India had and still has great wrestlers. In 1962, India won 12 medals in the fourth Asian Games in freestyle wrestling. Indian wrestling titles are the ‘Rostam of India,’ ‘Rustam-E-Hind,’ ‘Bharat-Kesari,’ and ‘Hind Kesari.’ Over the centuries, this Indian form of wrestling is continued in India. During ancient times wrestling was the way to keep oneself physically fit. Gardi mane is not just a place to a ton a body, but here Pehlwans from all religions trained, practice together on one wrestling pit. Ustad trains them for building strength and improving wrestling skills. In the modern era, wrestling has different names and styles of playing in different parts of the world. A special kind of red soil is replaced with mats and some new techniques. But the traditional and old style of Kusthi is popular in rural India. India has hosted the world wrestling championships. India has won titles in Commonwealth Games held in Jamaica. Nowadays, very few Akhada’s or Gardi mane are remaining in India, where some dedicated people are still working to keep alive Indian wrestling. Like that, one of the city’s oldest Kushti Akhada in the Shivajinagar called ‘Ahmed Hussain Todewala Garadi Mane.’

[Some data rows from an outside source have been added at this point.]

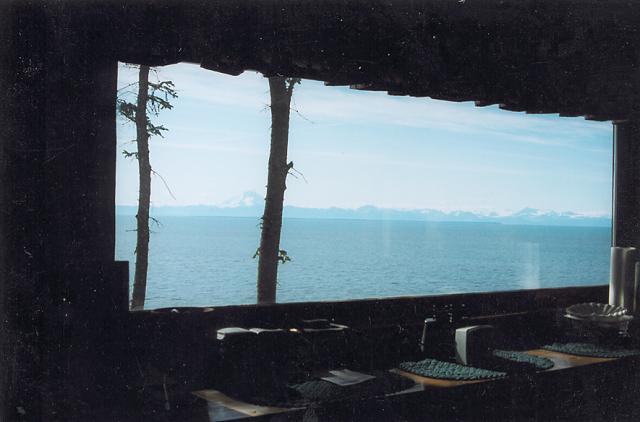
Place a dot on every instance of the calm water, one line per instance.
(198, 261)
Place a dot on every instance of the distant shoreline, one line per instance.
(580, 223)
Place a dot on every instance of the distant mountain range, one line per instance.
(252, 205)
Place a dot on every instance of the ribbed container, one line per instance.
(622, 281)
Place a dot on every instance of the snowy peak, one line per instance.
(251, 204)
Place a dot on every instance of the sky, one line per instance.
(358, 148)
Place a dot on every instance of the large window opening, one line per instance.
(391, 196)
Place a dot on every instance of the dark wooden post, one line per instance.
(626, 184)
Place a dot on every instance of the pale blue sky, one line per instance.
(357, 148)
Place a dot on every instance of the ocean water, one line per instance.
(202, 261)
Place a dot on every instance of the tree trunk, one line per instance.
(144, 195)
(276, 185)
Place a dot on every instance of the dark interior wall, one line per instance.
(22, 152)
(57, 170)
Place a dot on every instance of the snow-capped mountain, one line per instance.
(251, 204)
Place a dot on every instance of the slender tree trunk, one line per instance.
(276, 185)
(144, 196)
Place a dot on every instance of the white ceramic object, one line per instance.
(601, 314)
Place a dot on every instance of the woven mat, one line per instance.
(520, 357)
(591, 350)
(450, 371)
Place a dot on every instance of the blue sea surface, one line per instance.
(207, 261)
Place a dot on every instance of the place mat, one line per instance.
(591, 350)
(451, 371)
(319, 390)
(383, 383)
(521, 357)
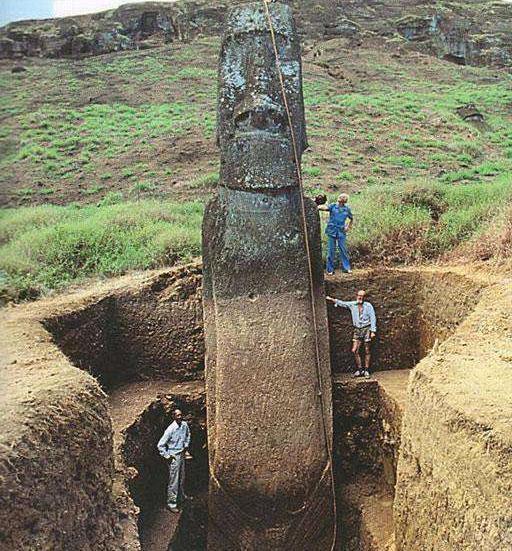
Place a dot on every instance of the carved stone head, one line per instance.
(253, 130)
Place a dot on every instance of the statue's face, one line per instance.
(253, 129)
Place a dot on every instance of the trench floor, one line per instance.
(126, 404)
(373, 503)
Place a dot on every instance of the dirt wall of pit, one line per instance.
(454, 487)
(414, 309)
(150, 331)
(56, 465)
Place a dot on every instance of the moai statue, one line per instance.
(268, 378)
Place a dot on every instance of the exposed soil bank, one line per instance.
(57, 454)
(141, 412)
(454, 488)
(414, 309)
(150, 332)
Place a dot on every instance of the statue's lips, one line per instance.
(259, 133)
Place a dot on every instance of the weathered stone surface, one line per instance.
(270, 471)
(472, 33)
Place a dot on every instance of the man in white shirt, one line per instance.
(365, 328)
(173, 447)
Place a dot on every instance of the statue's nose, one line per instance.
(259, 112)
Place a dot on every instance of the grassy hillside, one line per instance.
(124, 145)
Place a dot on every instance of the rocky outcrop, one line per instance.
(129, 27)
(472, 33)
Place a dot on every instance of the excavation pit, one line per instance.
(141, 340)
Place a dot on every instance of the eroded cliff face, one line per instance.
(473, 33)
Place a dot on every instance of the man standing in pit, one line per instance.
(173, 447)
(365, 328)
(340, 221)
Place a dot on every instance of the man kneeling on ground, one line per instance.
(173, 446)
(365, 328)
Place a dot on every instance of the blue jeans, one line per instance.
(341, 238)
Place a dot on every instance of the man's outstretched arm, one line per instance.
(340, 303)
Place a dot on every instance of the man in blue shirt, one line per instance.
(173, 446)
(365, 328)
(340, 221)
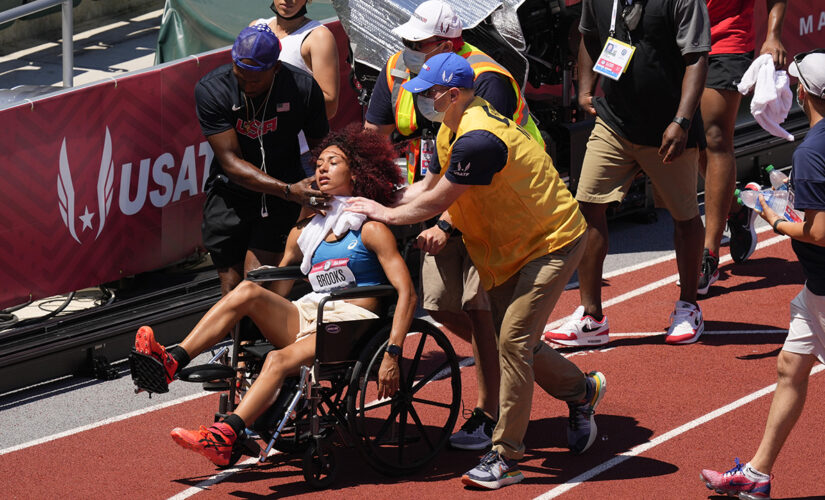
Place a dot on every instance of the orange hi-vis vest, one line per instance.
(524, 213)
(402, 100)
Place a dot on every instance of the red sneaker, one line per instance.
(215, 443)
(145, 343)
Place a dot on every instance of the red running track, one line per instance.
(669, 411)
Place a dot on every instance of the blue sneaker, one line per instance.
(735, 482)
(476, 433)
(581, 427)
(493, 472)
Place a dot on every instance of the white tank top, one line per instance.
(291, 54)
(291, 44)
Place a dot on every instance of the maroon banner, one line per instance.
(102, 182)
(803, 29)
(106, 181)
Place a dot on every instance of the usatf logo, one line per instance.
(462, 171)
(65, 190)
(166, 187)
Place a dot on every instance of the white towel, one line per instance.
(772, 96)
(337, 220)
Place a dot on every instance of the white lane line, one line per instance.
(664, 258)
(105, 422)
(638, 450)
(217, 478)
(660, 283)
(769, 331)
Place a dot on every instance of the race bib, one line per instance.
(331, 275)
(614, 59)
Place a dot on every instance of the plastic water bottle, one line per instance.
(777, 200)
(779, 181)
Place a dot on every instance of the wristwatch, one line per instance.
(394, 350)
(444, 226)
(682, 122)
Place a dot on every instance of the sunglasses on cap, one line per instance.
(798, 60)
(417, 46)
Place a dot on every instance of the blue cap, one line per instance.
(259, 44)
(448, 69)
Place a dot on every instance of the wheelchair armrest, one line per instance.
(361, 292)
(272, 273)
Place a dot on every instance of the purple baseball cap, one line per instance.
(259, 44)
(448, 69)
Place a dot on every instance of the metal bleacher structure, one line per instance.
(84, 342)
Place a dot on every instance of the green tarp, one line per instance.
(195, 26)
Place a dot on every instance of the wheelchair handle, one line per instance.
(272, 273)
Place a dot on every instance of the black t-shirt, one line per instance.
(490, 86)
(643, 102)
(808, 181)
(296, 103)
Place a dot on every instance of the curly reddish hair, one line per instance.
(371, 158)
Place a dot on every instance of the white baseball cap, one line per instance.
(431, 18)
(809, 67)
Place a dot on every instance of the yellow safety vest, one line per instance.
(402, 100)
(524, 213)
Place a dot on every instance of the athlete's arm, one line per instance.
(321, 54)
(773, 38)
(425, 206)
(378, 238)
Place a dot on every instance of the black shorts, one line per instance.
(231, 226)
(725, 70)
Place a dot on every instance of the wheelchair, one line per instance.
(336, 396)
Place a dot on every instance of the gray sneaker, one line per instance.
(581, 427)
(493, 472)
(475, 434)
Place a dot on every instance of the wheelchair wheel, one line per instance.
(319, 465)
(400, 435)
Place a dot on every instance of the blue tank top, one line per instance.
(345, 263)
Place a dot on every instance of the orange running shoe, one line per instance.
(215, 443)
(145, 343)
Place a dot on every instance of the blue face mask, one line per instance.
(413, 60)
(427, 107)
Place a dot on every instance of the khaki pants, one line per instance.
(450, 282)
(521, 307)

Amosan Pehlwan started this Garadi Mane in the year 1910 in Bengaluru. The 110-year-old Akhada is a place where many generations of wrestlers from the same family have been training. Giving training free of cost is a tradition followed here by all Ustads. There is less or no support from the government, and the local Akhadas have to manage on their own. Ansar Pehlwan has wrestled for over 40 years, and he wants to keep the spirit of these physical workouts alive, and hopes that it will become mainstream once again. Many interested wrestlers are being trained here right from the school going students to the senior citizens who do Kushti.